For those of us who first came to music in the '70s, Horslips, Thin Lizzy and Rory Gallagher loomed, as John Montague wrote, like dolmens around our childhood. Old enough to experience the odd Almost Famous moment with our big brothers' album collections, but still too young to buy our own (let alone attend a real live rock concert), we marvelled at the long-haired titans on the gatefold sleeves of Dancehall Sweethearts and Live And Dangerous, giant figures who seemed as unknowable as Tuatha De Danann.
But the old gods fell into decline. By the time we caught Lizzy on their farewell tour in the RDS in 1983, Phil Lynott was in a bad way, and his band turned in a performance that was slick but uninspired. Horslips split after the Belfast Gigs. The guard changed. U2 and The Pogues and The Waterboys dominated the concert halls. By the late 80s, Public Enemy, Nick Cave and The Pixies made oldies like 'The Boys Are Back In Town' and 'Dearg Doom' sound like the ravings of men from another age. We grew weary and suspicious of the Irish rock heritage park nostalgia racket and renounced holy relics like Jailbreak and The Táin. Historically significant, we sniffed, but haven’t dated well.

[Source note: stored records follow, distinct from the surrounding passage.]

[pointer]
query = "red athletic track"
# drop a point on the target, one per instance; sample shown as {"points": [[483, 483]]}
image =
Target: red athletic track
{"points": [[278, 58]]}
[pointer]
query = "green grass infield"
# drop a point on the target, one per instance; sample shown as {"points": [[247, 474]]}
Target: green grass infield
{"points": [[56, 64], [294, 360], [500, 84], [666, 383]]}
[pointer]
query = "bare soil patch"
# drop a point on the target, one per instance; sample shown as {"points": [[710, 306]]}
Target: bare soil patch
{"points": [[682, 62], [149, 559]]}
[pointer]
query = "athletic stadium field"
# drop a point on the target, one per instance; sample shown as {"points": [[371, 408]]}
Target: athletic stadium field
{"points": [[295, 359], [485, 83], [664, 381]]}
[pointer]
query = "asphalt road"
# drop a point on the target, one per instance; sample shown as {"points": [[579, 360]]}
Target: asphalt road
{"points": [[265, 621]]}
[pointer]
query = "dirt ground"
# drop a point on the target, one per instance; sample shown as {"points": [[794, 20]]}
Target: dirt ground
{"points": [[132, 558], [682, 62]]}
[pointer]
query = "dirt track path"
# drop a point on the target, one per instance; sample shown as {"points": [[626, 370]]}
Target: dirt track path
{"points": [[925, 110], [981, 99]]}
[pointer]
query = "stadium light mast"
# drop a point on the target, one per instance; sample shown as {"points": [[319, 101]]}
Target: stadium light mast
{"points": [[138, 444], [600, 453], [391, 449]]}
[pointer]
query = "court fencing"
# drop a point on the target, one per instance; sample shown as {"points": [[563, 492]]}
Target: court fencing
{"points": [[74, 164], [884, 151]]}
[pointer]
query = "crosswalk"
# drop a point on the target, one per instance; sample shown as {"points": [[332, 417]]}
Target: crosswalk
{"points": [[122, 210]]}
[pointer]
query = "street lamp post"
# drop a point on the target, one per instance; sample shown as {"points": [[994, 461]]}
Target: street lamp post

Then certain breezes gave occasional cause to reconsider. Horslips' cameo in Pat McCabe’s The Dead School. Rollins in full Lizzy evangelical mode at his stand-up shows. Maurice Linnane’s excellent Dancehall Sweethearts documentary from a few years back.
Just this week, we watched Ian Thuillier’s documentary Ghost Blues and were once again knocked backwards by the power and fire of Rory Gallagher. We remembered seeing him in 1983, blistering the paint from the walls of a Kilkenny hotel ballroom with a two and a half hour show (one-fifth of it devoted to an acoustic set). Thuillier's film, featuring contributions from Bob Geldof, Cameron Crowe, The Edge, Slash, Bill Wyman and James Dean Bradfield, was neither sentimental nor hagiographic, but an honest portrait of a journeyman who exhibited an almost Franciscan devotion to his vocation. Gallagher was a stubborn and uncompromising electric blues purist who gave no ground when it came to his art, and held nothing back when it came to his craft.
Ghost Blues is viewable on the RTE Player archives until July 1. Take a look.